Know that Bombay is fast, cruel and rewarding in its own ways.
The Royal Music Collection, Fort: I came across this when I got lost on my way to the station (which is not exactly true because you can’t really get lost in Mumbai, tbh). It’s really just two stalls with hundreds of vinyls just stacked in multiple dusty columns. The music, as you can see, is primarily Hindi-speaking cinema, but there’s some western classical too.
The people here have been selling vinyl records for 25/35years (I’m unable to remember the exact number). They have customers who regularly drop by to update their collection. There’s a special locked trunk kept at the back. It keeps the rare, more pricey records which are brought out only on demand. Khaas maal, special stuff–as one of the owners calls it.
They also sell record players! (I am convinced that one day going to get myself a record player)
Strand Book Store, Fort: I picked up one of the books only to find a cockroach–one that must have been alive for 6-7 months–fall and land on my toe. I did not scream for that is never my instinct, but I did rush out of the store.

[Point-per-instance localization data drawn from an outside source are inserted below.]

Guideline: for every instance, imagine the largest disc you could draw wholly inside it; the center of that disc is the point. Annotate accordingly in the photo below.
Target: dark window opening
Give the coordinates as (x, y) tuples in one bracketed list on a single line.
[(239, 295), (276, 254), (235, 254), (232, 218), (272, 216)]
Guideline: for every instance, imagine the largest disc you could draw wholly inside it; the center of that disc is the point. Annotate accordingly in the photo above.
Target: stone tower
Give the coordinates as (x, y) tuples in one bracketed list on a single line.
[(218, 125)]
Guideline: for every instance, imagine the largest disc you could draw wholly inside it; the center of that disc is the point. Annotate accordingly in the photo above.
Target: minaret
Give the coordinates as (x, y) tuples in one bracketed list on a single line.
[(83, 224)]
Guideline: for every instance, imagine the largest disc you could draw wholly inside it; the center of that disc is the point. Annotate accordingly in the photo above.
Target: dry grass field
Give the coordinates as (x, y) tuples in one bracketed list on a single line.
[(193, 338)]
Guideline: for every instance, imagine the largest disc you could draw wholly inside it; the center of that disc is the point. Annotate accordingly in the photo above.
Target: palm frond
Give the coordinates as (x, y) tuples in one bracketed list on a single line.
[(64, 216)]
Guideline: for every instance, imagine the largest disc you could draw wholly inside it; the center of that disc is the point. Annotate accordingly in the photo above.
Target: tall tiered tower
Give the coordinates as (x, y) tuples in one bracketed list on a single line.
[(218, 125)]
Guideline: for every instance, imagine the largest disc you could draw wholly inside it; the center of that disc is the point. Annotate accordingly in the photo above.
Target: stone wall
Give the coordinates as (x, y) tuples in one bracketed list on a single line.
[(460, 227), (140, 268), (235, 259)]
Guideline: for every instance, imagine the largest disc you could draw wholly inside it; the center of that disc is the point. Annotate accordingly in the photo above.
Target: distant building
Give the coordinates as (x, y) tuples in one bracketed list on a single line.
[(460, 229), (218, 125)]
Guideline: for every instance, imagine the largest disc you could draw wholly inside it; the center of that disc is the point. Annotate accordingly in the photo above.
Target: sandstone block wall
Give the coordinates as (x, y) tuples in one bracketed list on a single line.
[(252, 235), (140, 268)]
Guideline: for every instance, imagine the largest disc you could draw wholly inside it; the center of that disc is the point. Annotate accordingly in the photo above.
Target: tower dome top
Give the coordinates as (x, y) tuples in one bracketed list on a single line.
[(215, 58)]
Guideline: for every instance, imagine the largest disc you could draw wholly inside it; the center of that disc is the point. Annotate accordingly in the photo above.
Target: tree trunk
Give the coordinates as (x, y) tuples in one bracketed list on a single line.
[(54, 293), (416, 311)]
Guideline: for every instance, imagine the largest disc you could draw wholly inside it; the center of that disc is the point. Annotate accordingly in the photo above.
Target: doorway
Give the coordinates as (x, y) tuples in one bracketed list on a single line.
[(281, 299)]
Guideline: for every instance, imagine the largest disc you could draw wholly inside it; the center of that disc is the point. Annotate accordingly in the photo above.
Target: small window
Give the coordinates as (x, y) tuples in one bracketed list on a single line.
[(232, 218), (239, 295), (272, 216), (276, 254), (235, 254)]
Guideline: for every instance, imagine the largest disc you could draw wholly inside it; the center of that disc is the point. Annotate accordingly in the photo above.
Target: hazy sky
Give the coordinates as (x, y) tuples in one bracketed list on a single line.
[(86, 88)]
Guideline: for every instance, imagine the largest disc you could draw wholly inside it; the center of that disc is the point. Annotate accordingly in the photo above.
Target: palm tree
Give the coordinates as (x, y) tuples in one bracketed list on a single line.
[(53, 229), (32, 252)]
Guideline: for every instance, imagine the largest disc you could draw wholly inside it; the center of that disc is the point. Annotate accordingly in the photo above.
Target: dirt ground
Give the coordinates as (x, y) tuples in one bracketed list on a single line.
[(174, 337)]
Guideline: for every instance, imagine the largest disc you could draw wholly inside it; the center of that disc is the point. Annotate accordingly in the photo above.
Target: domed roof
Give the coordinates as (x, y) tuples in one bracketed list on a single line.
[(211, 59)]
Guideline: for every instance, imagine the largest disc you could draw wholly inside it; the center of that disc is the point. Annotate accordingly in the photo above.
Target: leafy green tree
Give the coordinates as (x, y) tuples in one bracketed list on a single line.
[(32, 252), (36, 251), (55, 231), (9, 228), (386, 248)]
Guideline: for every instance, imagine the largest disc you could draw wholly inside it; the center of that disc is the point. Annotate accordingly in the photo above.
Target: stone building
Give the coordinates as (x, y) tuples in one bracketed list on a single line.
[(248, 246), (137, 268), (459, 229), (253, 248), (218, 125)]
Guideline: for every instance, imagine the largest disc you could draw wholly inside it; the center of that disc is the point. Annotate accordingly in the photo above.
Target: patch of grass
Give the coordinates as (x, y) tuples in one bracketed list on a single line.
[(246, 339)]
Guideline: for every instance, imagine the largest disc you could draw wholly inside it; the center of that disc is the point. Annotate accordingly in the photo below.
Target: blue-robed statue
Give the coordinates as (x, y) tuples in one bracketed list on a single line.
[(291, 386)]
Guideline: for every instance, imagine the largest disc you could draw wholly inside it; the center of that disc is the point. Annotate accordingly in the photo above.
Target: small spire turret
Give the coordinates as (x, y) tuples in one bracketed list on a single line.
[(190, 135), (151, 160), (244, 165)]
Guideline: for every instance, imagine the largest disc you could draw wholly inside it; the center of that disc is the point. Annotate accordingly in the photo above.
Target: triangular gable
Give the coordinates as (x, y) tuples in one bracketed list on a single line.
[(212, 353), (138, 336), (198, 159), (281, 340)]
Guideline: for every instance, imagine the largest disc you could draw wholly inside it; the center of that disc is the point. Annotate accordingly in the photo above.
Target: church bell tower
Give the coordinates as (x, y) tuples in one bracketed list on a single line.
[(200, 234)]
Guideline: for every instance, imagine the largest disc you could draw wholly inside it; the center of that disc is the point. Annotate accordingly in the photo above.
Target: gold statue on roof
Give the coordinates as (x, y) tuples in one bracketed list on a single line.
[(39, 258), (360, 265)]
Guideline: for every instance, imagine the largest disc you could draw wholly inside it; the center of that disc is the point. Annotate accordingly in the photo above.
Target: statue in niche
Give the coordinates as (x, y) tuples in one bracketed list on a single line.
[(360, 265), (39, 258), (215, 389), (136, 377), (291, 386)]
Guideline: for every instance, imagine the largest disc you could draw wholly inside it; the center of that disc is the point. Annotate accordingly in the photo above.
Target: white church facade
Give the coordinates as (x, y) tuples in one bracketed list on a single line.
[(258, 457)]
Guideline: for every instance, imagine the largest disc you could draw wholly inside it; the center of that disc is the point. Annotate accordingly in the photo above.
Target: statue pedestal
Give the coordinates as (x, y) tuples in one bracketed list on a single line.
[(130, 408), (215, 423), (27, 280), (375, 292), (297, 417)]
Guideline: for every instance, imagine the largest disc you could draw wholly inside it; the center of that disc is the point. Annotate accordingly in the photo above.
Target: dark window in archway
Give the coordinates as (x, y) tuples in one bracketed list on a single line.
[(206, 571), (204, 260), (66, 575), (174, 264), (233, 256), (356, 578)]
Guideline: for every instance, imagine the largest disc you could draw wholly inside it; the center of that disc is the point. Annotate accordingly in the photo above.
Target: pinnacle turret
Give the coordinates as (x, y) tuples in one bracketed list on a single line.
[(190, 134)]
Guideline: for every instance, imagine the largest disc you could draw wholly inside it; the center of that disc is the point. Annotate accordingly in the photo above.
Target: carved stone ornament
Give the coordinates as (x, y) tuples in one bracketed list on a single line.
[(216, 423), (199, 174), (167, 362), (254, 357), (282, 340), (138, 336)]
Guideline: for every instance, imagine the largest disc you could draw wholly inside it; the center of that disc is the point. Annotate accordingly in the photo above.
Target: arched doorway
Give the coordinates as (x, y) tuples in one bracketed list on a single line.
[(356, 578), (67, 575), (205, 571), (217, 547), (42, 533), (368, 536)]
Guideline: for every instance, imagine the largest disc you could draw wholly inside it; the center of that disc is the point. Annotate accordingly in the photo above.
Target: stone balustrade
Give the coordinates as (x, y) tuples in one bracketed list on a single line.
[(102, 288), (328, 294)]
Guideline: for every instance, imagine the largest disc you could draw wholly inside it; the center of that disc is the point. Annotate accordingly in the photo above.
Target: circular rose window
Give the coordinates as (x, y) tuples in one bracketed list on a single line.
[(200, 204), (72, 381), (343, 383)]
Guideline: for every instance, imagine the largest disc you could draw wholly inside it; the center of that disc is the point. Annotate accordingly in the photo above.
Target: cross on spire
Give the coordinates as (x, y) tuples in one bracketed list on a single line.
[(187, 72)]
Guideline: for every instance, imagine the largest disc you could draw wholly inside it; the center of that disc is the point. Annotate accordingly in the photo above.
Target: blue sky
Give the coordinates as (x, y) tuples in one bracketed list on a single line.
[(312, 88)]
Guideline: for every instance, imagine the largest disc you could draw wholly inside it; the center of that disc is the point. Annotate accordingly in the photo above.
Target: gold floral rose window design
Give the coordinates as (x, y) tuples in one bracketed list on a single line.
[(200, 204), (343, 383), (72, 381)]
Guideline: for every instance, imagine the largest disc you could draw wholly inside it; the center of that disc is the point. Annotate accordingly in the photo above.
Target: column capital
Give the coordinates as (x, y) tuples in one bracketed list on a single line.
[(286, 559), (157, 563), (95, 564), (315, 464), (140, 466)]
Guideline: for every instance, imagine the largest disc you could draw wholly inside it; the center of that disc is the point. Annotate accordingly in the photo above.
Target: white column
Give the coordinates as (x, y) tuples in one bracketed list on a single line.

When I was younger, my father made me hold a cockroach in a tightly fisted palm and roam around the house for 10 minutes so my fear of cockroaches would disappear.
Verdict: It’s clearly not a very foolproof method.
Dubash House, Fort: This is where my office was. The lift man, Govinda, is a fond memory I take back with me.
I discovered this view in the last week of my internship and I’m rather disappointed that I missed it for five weeks despite facing this every time I stepped out of the lift. What else must I have missed?